I media nostrani si sono affrettati a salutare l’accordo tra Cina e Usa per quanto riguarda la riduzione delle emissioni, con molta enfasi. Si tratta di un passo in avanti, specie rispetto al recente passato, ma ci sono ancora tanti punti poco chiari.

Stupisce, se mai, la tanta rilevanza data a questo punto di avvicinamento tra i due paesi, insieme a tutta una serie di inutilità classiche quando si tratta di vertici e quando c’è di mezzo la Cina (dalle attenzioni di Putin alla moglie di Xi Jinping, al chewing-gum di Obama) senza mettere in adeguata evidenza quello che è stato il vero e proprio punto storico di questo Apec: la scelta dei paesi asiatici di seguire la Cina sul trattato di libero commercio, intimando un alt duro al Tpp obamiano, che tagliava fuori proprio Pechino.
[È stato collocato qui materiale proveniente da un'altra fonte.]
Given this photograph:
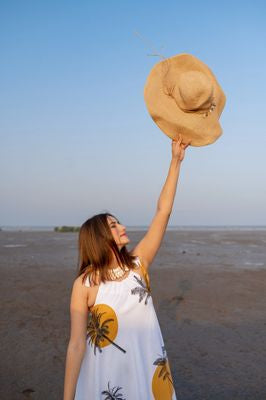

Il vero punto di svolta, è dunque il fatto che l’intera regione asiatica appare fidarsi ormai sempre meno delle promesse americane, e sembra disposta a correre il rischio di affiancarsi alla Cina, sperando di gestire l’arroganza tipica di Pechino, quando si tratta di cooperare con i vicini di casa.

Il mondo multipolare fatica a essere compreso un po’ da tutti: alleanze storiche saltano, nemici ricominciano a trattare. Ma più di tutto, pare che sia il mondo dei media nostrani a faticare a concepire un mondo nel quale gli Usa non sono più l’Impero dominante. Se poi – effettivamente – la potenza americana subirà un crollo è tutto da vedere, ma una redistribuzione del potere in giro per il mondo appare ormai chiara. E la Cina si pone come potenza emergente anche a livello internazionale in modo determinato, ma non certo guerrafondaio.

Un mondo a guida americano era sicuramente più comprensibile; lo testimonia il fatto che, anche di fronte ad un evento asiatico-pacifico, ospitato a Pechino, con la partecipazione di Stati non certo irrilevanti, come Giappone e Corea del Sud, la nostra stampa continua ad affidarsi alle sole fonti occidentali, quando non direttamente americane, per cercare di comprendere la portata di quanto accaduto.

La lettura è dunque sempre univoca: ci viene raccontato cosa pensano gli americani del mondo. Cosa sappiamo di quanto si dice in Cina, Giappone, Corea? Figurarsi in Birmania. La decisione dei paesi asiatici di consentire uno studio di fattibilità di due anni al progetto di libero scambio cinese, unitamente ai tanti soldi che Pechino ha messo sul piatto (sia per rinsaldare la sua forza marittima, sia per rinforzare la via della Seta), indicano un cambiamento di rotta non solo negli equilibri economici e politici, ma anche in quelli culturali, di narrazione, di capacità di leggere la contemporanea complessità con lenti nuovi e affidandosi, specie oggi, periodo nel quale la mole di informazioni è decisamente ampia, anche ad altri punti di vista e capacità di leggere e analizzare gli eventi.

Che piaccia o meno il mondo è cambiato e dovrà mutare anche la sua narrazione.